Der Kanton stelle mit diesen Sparvorschlägen den Grundsatz «ambulant vor stationär» in Frage. Zudem seien sie volkswirtschaftlicher Unsinn: Wenn nicht die Spitex diese 16'000 Personen betreue, dann seien es Ärzte, Pflegeheime oder Spitäler. Die Autoren der Studie schätzen die dadurch anfallenden Zusatzkosten auf 260 Millionen Franken.
Betroffen wären laut dem Spitex-Verband nicht nur Leute auf dem Land, sondern auch in den Städten. Der bernische Grosse Rat beugt sich im November über die total 88 Massnahmen in Topf 1 des Sparprogramms ASP 2014.
Gutachten schon Anfang Jahr bestellt
Der bernische Spitex-Verband gab das Gutachten zu den Nettokosten der sogenannten Spitex-Versorgungspflicht schon Anfang Jahr in Auftrag, also vor Bekanntgabe des ASP-Sparprogramms durch die Kantonsregierung im vergangenen Juni. Erstellt hat das Gutachten die Oltener Beratungsfirma Polynomics AG.
Der Verband wollte die Studie, weil die Versorgungspflicht der öffentlichen Spitex-Organisationen laut Humbert-Droz seit der Einführung der neuen Pflegefinanzierung durch den Bund in allen Kantonen ein Thema ist. Als Grund gab die Verbandspräsidentin auch Kritik der privaten Spitex-Organisationen an den Abgeltungen der öffentlichen Hand an.
Abgeltungen für ihre pflegerischen und hauswirtschaftlichen Leistungen erhalten öffentliche Spitex-Organisationen im Kanton Bern, wenn sie vom Kanton einen Versorgungsauftrag erhalten haben.

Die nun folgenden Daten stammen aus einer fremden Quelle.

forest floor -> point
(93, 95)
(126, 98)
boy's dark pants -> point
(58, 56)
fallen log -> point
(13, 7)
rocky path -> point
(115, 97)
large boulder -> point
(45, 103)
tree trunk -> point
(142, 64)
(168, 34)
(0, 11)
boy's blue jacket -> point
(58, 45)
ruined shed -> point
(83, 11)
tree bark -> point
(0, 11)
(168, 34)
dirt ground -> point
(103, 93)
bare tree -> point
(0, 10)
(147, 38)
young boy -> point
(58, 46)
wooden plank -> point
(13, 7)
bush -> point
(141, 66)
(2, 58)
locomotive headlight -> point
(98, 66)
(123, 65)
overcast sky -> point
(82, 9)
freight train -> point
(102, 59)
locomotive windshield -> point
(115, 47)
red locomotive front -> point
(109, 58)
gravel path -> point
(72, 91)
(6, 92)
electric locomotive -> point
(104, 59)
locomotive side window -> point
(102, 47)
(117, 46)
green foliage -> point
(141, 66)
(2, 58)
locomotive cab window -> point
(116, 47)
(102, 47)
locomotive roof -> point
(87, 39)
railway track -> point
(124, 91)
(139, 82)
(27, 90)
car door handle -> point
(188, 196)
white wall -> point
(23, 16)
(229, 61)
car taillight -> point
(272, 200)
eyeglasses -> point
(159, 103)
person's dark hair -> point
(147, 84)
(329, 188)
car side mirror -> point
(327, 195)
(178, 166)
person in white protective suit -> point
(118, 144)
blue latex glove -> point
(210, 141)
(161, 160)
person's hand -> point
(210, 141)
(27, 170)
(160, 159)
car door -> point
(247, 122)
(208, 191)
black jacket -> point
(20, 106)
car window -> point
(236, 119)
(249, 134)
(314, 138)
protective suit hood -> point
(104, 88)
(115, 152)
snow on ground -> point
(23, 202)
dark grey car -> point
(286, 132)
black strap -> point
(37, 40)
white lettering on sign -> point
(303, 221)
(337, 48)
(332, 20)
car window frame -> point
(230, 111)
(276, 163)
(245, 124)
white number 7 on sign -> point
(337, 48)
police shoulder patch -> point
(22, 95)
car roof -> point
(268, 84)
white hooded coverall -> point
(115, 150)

Das verpflichtet sie, Einsätze in ihren Gebieten auch zu übernehmen, wenn sie defizitär sind. Der Kanton Bern entschädigt sie dafür.
Laut der Studie betragen die Nettokosten dieser Versorgungspflicht der öffentlichen Spitex-Organisationen im Kanton Bern 27,9 Millionen Franken. Die Abgeltung des Kantons macht 25,3 Millionen Franken aus. Den öffentlichen Spitex-Organisationen fehlen also laut Studie 2,6 Millionen Franken. Die Abgeltungen seien also nicht zu hoch, sondern zu tief.
440'000 Einsatzstunden untersucht
Die Studie beruht auf einer Untersuchung von 440'000 Einsatzstunden von vier öffentlichen Spitex-Organisationen im Kanton Bern. Sie decken laut den Autoren Stadt, Agglomeration und Land ab, so dass die Ergebnisse auf den ganzen Kanton hochgerechnet werden können.
Der Spitex-Verband des Kantons Bern umfasst 53 öffentliche Spitex-Organisationen im Kanton. Diese beschäftigen 4200 Personen und leisten jährlich 1,5 Millionen Pflegestunden und 0,5 Millionen Stunden in Hauswirtschaft und Sozialbetreuung. Die Leistungen in Pflege, Hauswirtschaft und Sozialbetreuung sind ärztlich verordnet.